A Catholic Scottish bishop has expressed disappointment after the First Minister announced plans to explore giving Northern Irish women free abortions on the NHS in Scotland.
The move would undermine “the
democratic will of the Northern Irish people and the decision of the
Northern Ireland Assembly”, said the bishop of Paisley, John Keenan, writing on his Facebook page.
“If the Irish choose to respect life who are we to say we know better!”, he added.
Last week, during a visit to Dublin,
First Minister Nicola Sturgeon confirmed that Holyrood would hold talks
with Scottish health professions about the possibility of Northern Irish
women accessing abortions within NHS Scotland.
The issue was raised in
parliament earlier in the week by Greens leader Patrick Harvie who
asked Sturgeon what could be done about the “unacceptable financial
barriers” facing women in the UK region.
Jim Wells, a senior member of the
Democratic Unionist Party, which currently governs Northern Ireland,
told the Scottish Catholic Observer that Sturgeon’s comments were
“extremely unhelpful, unwarranted and she’d be better off dealing with
her own issues”.
Access to abortion in Northern
Ireland is limited to cases where the pregnancy poses a direct threat to
the mother’s life.

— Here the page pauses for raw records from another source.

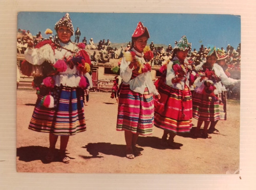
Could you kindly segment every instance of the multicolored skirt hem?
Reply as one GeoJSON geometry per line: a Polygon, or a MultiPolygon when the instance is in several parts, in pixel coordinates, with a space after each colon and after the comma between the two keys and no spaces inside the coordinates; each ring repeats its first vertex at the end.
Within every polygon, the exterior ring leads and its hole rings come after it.
{"type": "Polygon", "coordinates": [[[176,89],[163,83],[155,99],[155,126],[174,133],[189,132],[192,127],[192,99],[187,87],[176,89]]]}
{"type": "Polygon", "coordinates": [[[38,95],[29,129],[55,135],[72,135],[86,130],[82,89],[55,87],[49,91],[54,98],[54,107],[42,105],[45,94],[38,95]]]}
{"type": "Polygon", "coordinates": [[[153,133],[154,100],[147,88],[143,94],[122,85],[119,97],[116,130],[126,130],[142,135],[153,133]]]}
{"type": "Polygon", "coordinates": [[[193,117],[199,120],[216,121],[226,120],[226,94],[225,92],[209,98],[207,94],[194,92],[193,93],[193,117]]]}

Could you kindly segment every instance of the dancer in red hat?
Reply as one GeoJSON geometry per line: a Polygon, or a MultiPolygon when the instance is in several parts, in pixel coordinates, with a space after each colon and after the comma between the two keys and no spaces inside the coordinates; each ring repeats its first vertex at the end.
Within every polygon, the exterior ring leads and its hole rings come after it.
{"type": "Polygon", "coordinates": [[[155,125],[164,130],[161,144],[173,149],[182,145],[174,142],[176,134],[189,132],[192,127],[192,68],[186,59],[190,49],[185,36],[176,42],[173,58],[160,69],[163,74],[156,85],[161,99],[155,101],[155,125]]]}
{"type": "Polygon", "coordinates": [[[120,66],[123,83],[116,129],[124,130],[126,157],[130,159],[141,155],[136,146],[139,135],[152,134],[153,95],[160,97],[152,81],[151,65],[143,58],[149,38],[147,29],[139,22],[132,37],[131,49],[124,54],[120,66]]]}
{"type": "Polygon", "coordinates": [[[51,162],[56,157],[55,145],[60,136],[59,158],[68,163],[66,150],[69,136],[86,130],[83,97],[87,86],[84,77],[91,61],[82,43],[73,43],[74,28],[68,13],[54,27],[53,41],[45,40],[34,46],[33,39],[24,37],[29,47],[21,65],[23,74],[34,76],[38,98],[29,128],[49,133],[50,147],[46,156],[51,162]]]}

An estimated 2,000 women a year travel for private
terminations, mostly to England where abortion is legal.
There is currently a new abortion bill
being proposed which had its first reading in the Northern Ireland
Assembly last Tuesday. The change to the law advocates for an abortion to be
carried out if the condition of the foetus is "likely to result in its
death, even before or during birth" or if the baby is born alive and
"there is no medical treatments which could be offered to alter the
fatal nature of the condition or improve the chances of surviving".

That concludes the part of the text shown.